# Data Scraping

This notebook contains a script that can be used to
scrape plot summaries en-masse from the IMDb website.

## Reading in the MovieLens Datasets

We want to scrape the plots for every movie in the dataset. 
The movielens 20m dataset includes an `imdbId` field, which we can use to look up the corresponding movie on the IMDb website. 

In [1]:
import numpy as np
import pandas as pd

In [2]:
movies_20m = pd.read_csv('data/movielens-20m/movies.csv', names=['movieid', 'title', 'genres'])
movies_1m = pd.read_csv('data/movielens-1m/movies.dat', delimiter='::', engine='python', 
                        header=None, names=['movieId', 'title', 'genres'])

In [3]:
titles_20m = set(movies_20m['title'])
titles_1m = set(movies_1m['title'])
print(len(titles_1m - titles_20m))
print(len(titles_20m - titles_1m))
del titles_1m
del titles_20m

543
23923


Looks like the 1m movie dataset isn't a strict subset of the 20m dataset.

Do the IDs match?

In [None]:
common_movies = pd.merge(movies_1m, movies_20m, on='title', 
                         how='inner', suffixes=('_1m', '_20m'))
common_movies.head()

In [None]:
unmatched_entries = common_movies.loc[common_movies['movieid_1m'] != common_movies['movieid_20m']]
print(unmatched_entries[['title', 'movieid_1m', 'movieid_20m']])

Almost a perfect match.
This tells us that we can use the 20m dataset's plot summaries to get the 1m dataset's plots as well. 

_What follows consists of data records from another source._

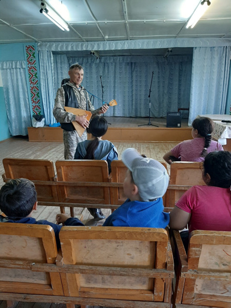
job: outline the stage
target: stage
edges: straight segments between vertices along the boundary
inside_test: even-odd
[[[108,129],[103,137],[111,142],[116,141],[173,141],[180,142],[191,139],[191,127],[188,120],[181,119],[181,127],[166,127],[166,119],[151,118],[153,125],[147,125],[148,118],[105,117]],[[144,124],[144,125],[143,125]],[[139,125],[142,125],[139,126]],[[28,127],[29,141],[63,141],[61,127]]]

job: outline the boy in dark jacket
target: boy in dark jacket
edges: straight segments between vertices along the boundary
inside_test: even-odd
[[[60,247],[59,234],[62,226],[47,220],[36,221],[32,217],[37,209],[37,192],[34,183],[27,179],[10,180],[0,189],[0,209],[6,215],[0,215],[0,222],[48,225],[52,227],[57,246]],[[57,215],[58,217],[59,214]],[[66,226],[84,226],[78,218],[64,215]]]

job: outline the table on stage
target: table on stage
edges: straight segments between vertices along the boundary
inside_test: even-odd
[[[231,151],[231,123],[222,122],[221,120],[231,121],[228,114],[199,114],[199,117],[210,118],[214,122],[213,137],[223,145],[224,150]]]

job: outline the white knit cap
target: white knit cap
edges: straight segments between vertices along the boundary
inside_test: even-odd
[[[122,160],[131,171],[139,194],[144,201],[164,196],[168,185],[169,176],[161,163],[143,157],[132,148],[126,149],[123,152]]]

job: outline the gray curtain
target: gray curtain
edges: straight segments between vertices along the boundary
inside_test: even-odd
[[[189,125],[198,114],[224,114],[230,46],[194,48]]]
[[[46,125],[56,123],[52,111],[54,105],[54,63],[51,51],[38,51],[41,97]]]
[[[0,62],[6,109],[10,133],[28,134],[31,126],[25,61]]]

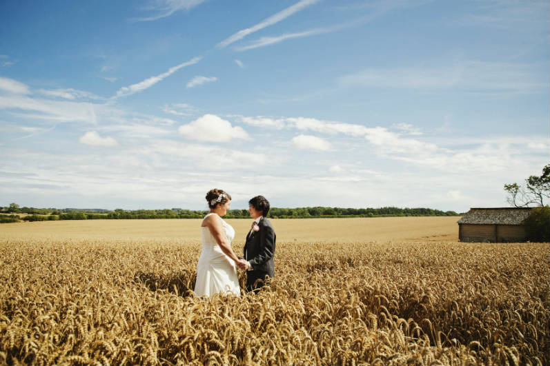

Now to fetch the plots themselves. 

# Movie Scraping

## 1m and 20m: Scraping the Intersection

These scrapers will take a while to run. Their reliability is also unknown. 
So for now, let's just scrape the movies at the intersection of the two datasets (1m $\cap$ 20m). 
This is easy to scrape (it inherits 20m's imdbID field), and keeps our output flexible (we can use it for either dataset later on).

The movie's links will be stored in `./plots.tsv`, as a tab-separated-value data file. 

In [None]:
links_20m = pd.read_csv('data/movielens-20m/links.csv', header=0,
                        names=['movieid_20m', 'imdbid', 'tmdbid'])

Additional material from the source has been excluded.